As I recall, the canopy on the P-51 was changed from one made of separate panels to a one-piece one that they called a "bubble" that increased visibility, no mention was made about difficulty of one type or the other trapping the pilot in what I read. The bubble canopy was probably used on newer versions of the plane after Bob was shot down.
 
KenJ said:
His name is Bob Planck; I was also reading other threads here talking about Max Planck and it seemed a little strange. Bob ended up being a German prisoner-of-war after being shot down.
I wonder how POW's with German surnames were treated by the Germans? I went to junior high and high school with a guy named Mehrtens. He joined the army about 1970 and was stationed in West Germany. He said everywhere he went there the locals asked him if he spoke German. But like most 2nd and 3rd generation German-Americans he didn't.
 
My father-in-law's friend was stationed in England and did not mention anything concerning his name in the 105 pages of his early life, training, flights, capture, release, and reunions with others. It was an interesting read; I'm not sure what he intended to do with what he wrote, probably just recording something for his family. He certainly did not receive special treatment by his captors.
 
My own Father had a German last name and it would have been more German had Immigration not messed with it to make it more English.
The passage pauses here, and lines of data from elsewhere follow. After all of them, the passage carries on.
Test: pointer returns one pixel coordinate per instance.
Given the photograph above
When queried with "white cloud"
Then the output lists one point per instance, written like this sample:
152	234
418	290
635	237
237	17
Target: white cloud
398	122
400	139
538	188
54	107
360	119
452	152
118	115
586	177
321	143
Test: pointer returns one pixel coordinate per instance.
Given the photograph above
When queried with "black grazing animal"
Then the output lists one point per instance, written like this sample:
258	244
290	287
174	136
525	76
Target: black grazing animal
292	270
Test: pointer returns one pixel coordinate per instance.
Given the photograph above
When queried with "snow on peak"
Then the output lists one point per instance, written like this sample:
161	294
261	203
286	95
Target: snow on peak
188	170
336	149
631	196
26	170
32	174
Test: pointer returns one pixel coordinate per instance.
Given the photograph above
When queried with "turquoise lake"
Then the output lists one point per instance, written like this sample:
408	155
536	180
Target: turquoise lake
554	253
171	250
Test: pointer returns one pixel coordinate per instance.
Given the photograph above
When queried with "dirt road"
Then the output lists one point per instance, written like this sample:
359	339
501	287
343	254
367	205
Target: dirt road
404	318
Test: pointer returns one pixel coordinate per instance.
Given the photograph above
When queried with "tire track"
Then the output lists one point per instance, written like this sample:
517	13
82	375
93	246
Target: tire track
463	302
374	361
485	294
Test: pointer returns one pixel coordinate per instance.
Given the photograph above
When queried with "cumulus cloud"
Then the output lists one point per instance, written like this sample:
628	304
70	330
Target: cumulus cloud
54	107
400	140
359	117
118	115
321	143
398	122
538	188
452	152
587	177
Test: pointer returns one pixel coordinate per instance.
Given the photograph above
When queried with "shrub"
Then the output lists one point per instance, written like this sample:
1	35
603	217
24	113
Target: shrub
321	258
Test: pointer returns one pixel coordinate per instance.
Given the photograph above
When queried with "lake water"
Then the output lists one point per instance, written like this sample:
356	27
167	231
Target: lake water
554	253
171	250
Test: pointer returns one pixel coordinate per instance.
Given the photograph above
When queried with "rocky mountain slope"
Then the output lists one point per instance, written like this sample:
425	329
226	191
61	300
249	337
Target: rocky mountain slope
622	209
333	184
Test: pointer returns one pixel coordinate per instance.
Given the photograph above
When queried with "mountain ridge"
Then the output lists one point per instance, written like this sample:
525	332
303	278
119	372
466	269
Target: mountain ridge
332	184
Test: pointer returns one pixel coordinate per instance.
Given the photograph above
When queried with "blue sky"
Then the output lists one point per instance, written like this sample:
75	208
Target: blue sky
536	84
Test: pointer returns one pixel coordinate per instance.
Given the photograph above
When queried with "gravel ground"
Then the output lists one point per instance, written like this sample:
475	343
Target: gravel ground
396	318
He was in the US Army Air Corps and then the Air Force from 1943 to 1963 and was in fact stationed in Germany just shortly after the end of WWII.


In spite of his ancestry and his last name, he did not speak a word of German, but I, his oldest Son, learned German as a very young child from a German speaking relative/Nanny.


As far as I know, none of HIS living relatives (Brother and children) spoke German, but I learned and spoke it with such gusto as a young child that strangers would ask my Mother if I had been born in Germany.


Perhaps my speaking German was a "throwback" to an earlier life in German, and perhaps one of the Past Lives I do remember, a young Shepard boy attacked by a Wolf and killed was in fact in Germany.


Auf Wiedersehen, haben Sie ein guten Tag!!! (Till we meet again, have a good day!!!) :)
 
hydrolad said:
My own Father had a German last name and it would have been more German had Immigration not messed with it to make it more English.
Maybe the family changed it during WWI? There was so much anti-German prejudice at that time that many changed the name so it didn't sound German. German Jews changed it so it didn't sound Jewish. If you think about people you know or have known it's easy to imagine what the original name was. The largest sub groups of whites in the U.S. are German and Irish. Have you known anyone with a last name of Martin? I think Martin was probably Mehrten. Sometimes they would drop a letter where there was a double letter such as xxmann became xxman. Little things like that. My parents had a family friend whose last name was Stymans. That was probably something like Steinmetz, which would have been a Jewish name. In my city there was a prominent family 100 years ago named Einstein. They were wealthy and among other things they owned a bank. About 1917 they changed the name to Eaton.